Elle serra les cuisses et chercha Romain du regard mais son amant jouissait dans Inès et ne lui prêtait aucune attention.

L'inconnu se pencha à l'oreille de Marion "Ce sont les termes de notre accord; ce soir elle est à lui et tu es à moi". La jeune femme se détendit sur le champ, Romain avait tout organisé depuis le début, il lui avait offert ce fantasme.

L'homme fixa Marion qui lui sourit et baisa farouchement sa bouche offerte. Ses longues mains sèches glissèrent le long de son corps et de ses bras. Il saisit alors les poignets de la jeune femme et plaqua ses bras au dessus de sa tête. D'une main il pouvait maintenir les poignets de Marion qui, surprise, tenta un instant de se dégager.
Sentir le corps nu se débattre sous lui excita un peu plus l'inconnu, il se pencha à nouveau sur elle et lui lécha les tétons, faisant courir la pointe de sa langue sur ses aréoles.

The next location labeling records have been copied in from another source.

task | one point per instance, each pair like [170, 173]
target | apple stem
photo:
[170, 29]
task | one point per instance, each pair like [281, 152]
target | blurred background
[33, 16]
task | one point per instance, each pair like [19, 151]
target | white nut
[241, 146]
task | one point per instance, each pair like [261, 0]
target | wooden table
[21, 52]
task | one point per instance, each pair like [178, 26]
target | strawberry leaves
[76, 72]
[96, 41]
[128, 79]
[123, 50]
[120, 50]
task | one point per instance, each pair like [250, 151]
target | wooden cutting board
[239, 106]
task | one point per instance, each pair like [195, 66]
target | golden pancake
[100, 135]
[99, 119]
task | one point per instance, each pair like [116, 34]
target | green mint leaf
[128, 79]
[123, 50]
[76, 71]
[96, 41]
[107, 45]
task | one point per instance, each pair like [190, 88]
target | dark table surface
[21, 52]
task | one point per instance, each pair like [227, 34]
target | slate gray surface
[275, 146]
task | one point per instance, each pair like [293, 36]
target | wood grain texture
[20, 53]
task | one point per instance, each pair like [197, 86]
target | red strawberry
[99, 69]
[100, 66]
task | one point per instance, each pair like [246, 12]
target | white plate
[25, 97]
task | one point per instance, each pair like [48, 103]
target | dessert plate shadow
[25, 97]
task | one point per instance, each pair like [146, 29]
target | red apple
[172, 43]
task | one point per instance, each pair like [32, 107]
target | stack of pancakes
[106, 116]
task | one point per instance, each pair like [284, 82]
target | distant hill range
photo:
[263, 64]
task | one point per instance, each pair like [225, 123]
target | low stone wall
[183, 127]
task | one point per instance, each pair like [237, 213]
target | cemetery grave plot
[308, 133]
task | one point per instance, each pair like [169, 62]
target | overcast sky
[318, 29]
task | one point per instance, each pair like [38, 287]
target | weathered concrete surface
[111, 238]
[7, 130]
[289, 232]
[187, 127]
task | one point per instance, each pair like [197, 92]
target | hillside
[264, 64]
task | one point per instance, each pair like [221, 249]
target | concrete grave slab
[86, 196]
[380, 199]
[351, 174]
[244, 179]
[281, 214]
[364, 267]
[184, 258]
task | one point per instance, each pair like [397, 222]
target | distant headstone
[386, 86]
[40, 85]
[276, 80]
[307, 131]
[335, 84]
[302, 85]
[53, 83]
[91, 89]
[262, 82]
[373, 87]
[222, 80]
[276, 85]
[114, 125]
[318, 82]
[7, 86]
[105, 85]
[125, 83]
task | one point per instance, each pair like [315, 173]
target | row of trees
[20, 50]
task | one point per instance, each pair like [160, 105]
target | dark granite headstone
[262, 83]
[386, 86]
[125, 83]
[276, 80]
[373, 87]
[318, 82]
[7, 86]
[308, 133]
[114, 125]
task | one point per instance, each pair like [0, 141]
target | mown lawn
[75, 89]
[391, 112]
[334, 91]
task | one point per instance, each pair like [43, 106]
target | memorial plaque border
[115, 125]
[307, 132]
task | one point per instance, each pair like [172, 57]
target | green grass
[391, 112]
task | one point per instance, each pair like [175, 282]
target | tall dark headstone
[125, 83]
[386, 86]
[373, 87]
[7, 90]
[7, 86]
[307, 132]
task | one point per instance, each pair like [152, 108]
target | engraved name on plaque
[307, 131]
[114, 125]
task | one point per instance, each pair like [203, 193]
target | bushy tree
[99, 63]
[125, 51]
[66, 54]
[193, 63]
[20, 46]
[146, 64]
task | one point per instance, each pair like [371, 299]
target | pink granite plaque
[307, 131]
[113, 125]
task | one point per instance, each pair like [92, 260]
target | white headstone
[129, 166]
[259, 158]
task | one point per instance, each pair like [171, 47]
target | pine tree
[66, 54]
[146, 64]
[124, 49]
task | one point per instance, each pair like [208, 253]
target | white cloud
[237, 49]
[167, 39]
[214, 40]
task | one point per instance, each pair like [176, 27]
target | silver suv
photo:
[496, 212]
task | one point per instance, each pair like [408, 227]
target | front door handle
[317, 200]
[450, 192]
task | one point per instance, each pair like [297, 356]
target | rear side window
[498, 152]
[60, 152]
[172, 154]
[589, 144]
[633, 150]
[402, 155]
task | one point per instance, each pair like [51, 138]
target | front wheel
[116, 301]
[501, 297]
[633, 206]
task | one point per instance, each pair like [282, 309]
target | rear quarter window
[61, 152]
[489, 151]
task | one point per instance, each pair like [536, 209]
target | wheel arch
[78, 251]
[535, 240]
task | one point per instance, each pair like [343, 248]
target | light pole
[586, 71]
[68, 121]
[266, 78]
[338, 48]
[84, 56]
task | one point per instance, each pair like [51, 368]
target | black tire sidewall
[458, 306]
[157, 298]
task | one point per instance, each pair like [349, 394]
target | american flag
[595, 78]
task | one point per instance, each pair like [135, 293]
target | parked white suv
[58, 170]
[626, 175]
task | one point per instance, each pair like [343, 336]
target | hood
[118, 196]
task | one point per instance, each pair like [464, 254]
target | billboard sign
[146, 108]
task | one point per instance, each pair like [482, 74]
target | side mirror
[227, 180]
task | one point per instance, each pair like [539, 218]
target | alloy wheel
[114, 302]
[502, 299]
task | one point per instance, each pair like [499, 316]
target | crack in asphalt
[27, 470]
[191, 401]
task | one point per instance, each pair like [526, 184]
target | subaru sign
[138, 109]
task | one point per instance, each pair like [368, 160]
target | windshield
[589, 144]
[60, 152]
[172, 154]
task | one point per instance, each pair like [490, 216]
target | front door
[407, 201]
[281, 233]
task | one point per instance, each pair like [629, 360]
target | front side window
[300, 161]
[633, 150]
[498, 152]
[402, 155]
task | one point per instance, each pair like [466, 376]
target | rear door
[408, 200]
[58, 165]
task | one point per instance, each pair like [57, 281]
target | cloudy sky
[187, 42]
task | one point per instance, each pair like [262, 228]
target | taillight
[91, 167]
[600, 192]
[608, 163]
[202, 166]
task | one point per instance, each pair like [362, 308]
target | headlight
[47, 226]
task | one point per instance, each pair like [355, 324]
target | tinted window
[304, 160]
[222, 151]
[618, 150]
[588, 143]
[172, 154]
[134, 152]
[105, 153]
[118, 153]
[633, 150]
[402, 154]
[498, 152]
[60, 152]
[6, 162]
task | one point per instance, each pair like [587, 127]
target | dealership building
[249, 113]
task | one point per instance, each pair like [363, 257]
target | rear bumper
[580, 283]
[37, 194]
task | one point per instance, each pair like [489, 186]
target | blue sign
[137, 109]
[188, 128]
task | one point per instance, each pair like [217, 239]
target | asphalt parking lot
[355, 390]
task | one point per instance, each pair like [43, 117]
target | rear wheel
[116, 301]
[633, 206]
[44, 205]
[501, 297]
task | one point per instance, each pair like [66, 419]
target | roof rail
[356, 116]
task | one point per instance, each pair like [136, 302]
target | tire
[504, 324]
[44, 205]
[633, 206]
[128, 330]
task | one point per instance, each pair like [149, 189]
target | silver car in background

Il resserra son étreinte sur les poignets de la jeune fille, lui faisant pousser un bref cri de douleur. Marion sentait la peur de cet homme brutal se mêler à son excitation. Son sexe était trempé et réclamait le sexe de l'homme et son bassin se soulevait pour se frotter à son ventre. Celui-ci voulant mater les ruades de ce corps se mit à mordiller un des tétons de Marion. Elle gémissait de douleur et de plaisir mêlés et ses râles s'amplifièrent quand l'homme lui introduit dans le sexe ses longs doigts osseux.
Marion savait qu'elle ne devait pas bouger, la bouche qui lui baiser les seins lui mordrait les tétons si elle bougeait mais elle savait aussi qu'elle ne pourrait plus contenir longtemps tout le plaisir et la tension sexuelle. L'homme pratiquait un vigoureux va-et-vient avec ses doigts et accompagnait ces mouvements de tout son corps. Marion sentait contre son ventre cette longue et grosse tige qui allait bientôt s'enfoncer en elle.
Elle sentait monter en elle de la gourmandise pour ce sexe et le voulait en elle, elle voulait connaitre la jouissance douloureuse que lui donnerait le monstrueux membre.
"Viens, maintenant, enfonce-la en moi" la demande se faisait pressante. L'homme soutient son regard, présenta son gland sur le sexe de la jeune femme et commença doucement à la pénétrer. Marion était au paroxysme de l'excitation et dès que le gland de l'inconnu fut en elle elle jouit. Libérant vivement ses mains elle agrippa une des épaules de son amant et y planta ses ongles. Réagissant à son tour à cette soudaine douleur, l'homme empala brusquement Marion.
La douleur ne dura qu'une seconde, vite remplacée par le plaisir de sentir au plus profond d'elle cet énorme sexe si dur.
Il allait profondément en elle, soulevant même son bassin pour enfoncer toute la longueur de sa tige.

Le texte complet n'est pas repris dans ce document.